Lenta y armoniosamente, al acecho, sin hacer ruido, paso a paso, como está
escrito en tus genes, te acercás a la pecera donde el estúpido pez dorado da
vueltas incansable y con un movimiento impecable y certero de tu pata, sin
romper el mundo de cristal y agua donde el otro habitaba, lo llevás a tu boca.
No es
asesinato, es instinto, está en tu naturaleza. Jugás con el, feliz. Por un rato
la eternidad se interrumpe. Después se queda quieto, frío y viscoso. No te lo
comés, nunca te gustó el pescado crudo. Preferís ese alimento que te dejó antes
de irse en el plato lleno hasta el tope, prueba de que aunque se haya ido, te
quiere.
Ahora estás bien allí, una bola blanca sobre la alfombra de lana, cálida y
satisfecha, esperando. Antes de que el plato se vacíe, él volverá…
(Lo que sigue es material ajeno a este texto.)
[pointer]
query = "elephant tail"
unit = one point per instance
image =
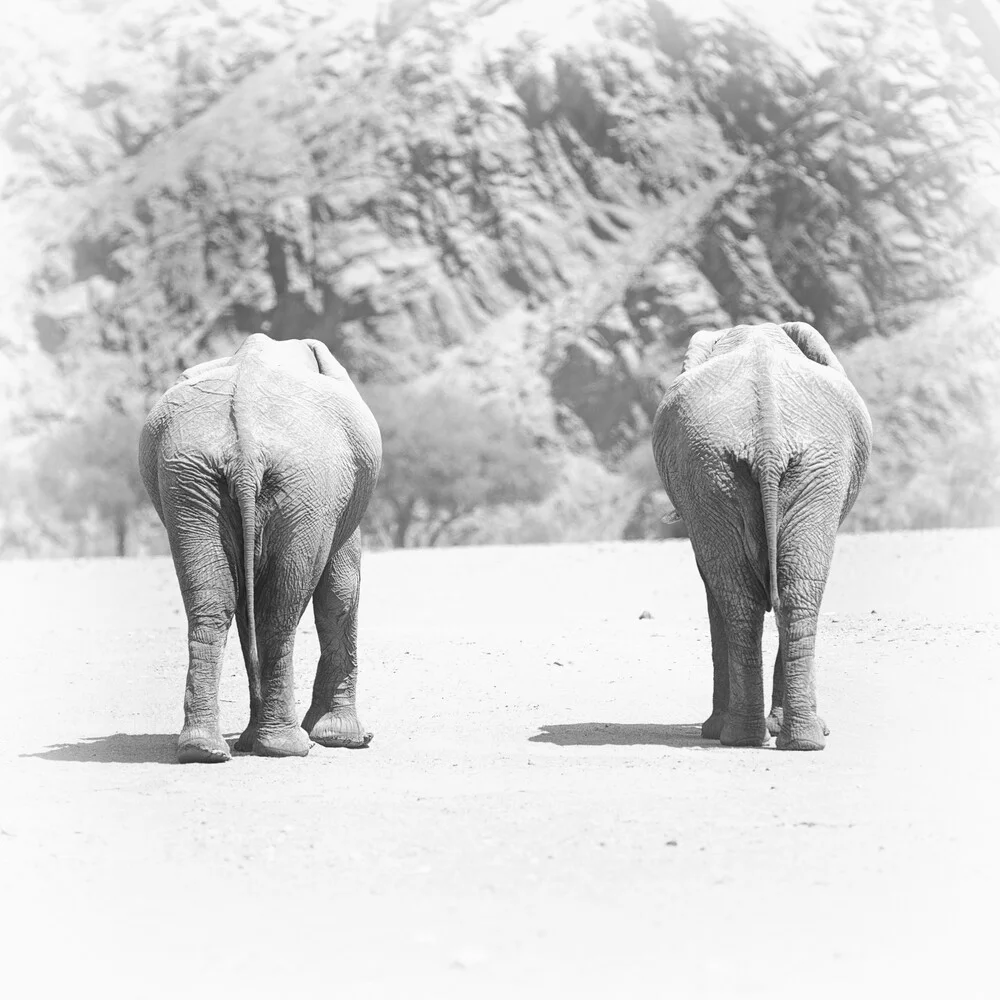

En perfecta armonía, justo cuando casi
no queda nada en tu plato de comida, escuchás la puerta del ascensor al
abrirse. Girás al ritmo de la llave en la cerradura; como un ovillo que se
deshace estirás tus patas, ronroneas desperezándote, indolente. Te arreglás el
pelo que brilla casi blanco a la luz. Te acercás a él todavía tibia de sol.
No hay caricia ni silencio complacido.
Sólo sentís el reproche en el tono de su voz cuando te pregunta qué hay para comer, percibís su fría mirada al ver el pescado al vapor con legumbres que preparaste para
la cena.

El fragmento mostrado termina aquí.